Lauren Rogerson est bénévole au sein du Réseau de l’Endométriose du Canada. L’Insulaire a souffert durant son adolescence d’une maladie apparentée à l’endométriose, le syndrome d’Allen et Masters.

Améliorer la formation

Pour améliorer la prise en charge des malades, Lauren Rogerson appelle à une meilleure éducation de tous les professionnels de santé, en particulier des médecins de famille.

«Ce sont eux que les femmes voient en premier, ils doivent être capables de leur donner les bonnes informations et de bien les orienter. On doit lutter contre les idées fausses et les préjugés», insiste la bénévole. 

Elizabeth Randle reconnaît volontiers le manque de formation du corps médical : «Il y a un manque d’attention portée à la santé des femmes. Tous les gynécologues ne sont pas à l’aise pour traiter de la douleur chronique qui peut survenir avec l’endométriose.»

La docteure pointe également les obstacles financiers auxquels se heurtent les patientes : «Elles n’ont souvent pas les moyens d’accéder à des traitements hormonaux et à des médicaments couverts par les régimes d’assurance-médicaments.»

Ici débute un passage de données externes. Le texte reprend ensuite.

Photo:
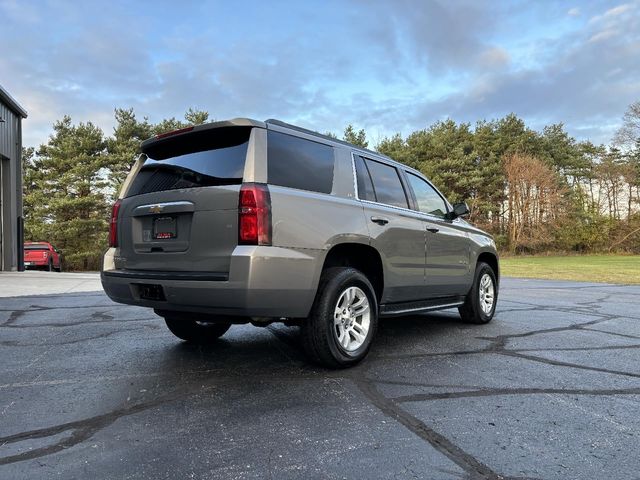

À l’Île-du-Prince-Édouard, le Women and gender diverse people’s health hub fournit désormais des ressources sur l’endométriose aux habitants. L’organisme prépare également une fiche d’information clinique à destination des professionnels de santé.

Au-delà des médecins, Lauren Rogerson insiste aussi sur l’importance de la sensibilisation dès le plus jeune âge, dans les écoles. En 2022, elle a collaboré avec des experts pour fournir des plans de cours sur l’endométriose à des classes de la 7e à la 12e année.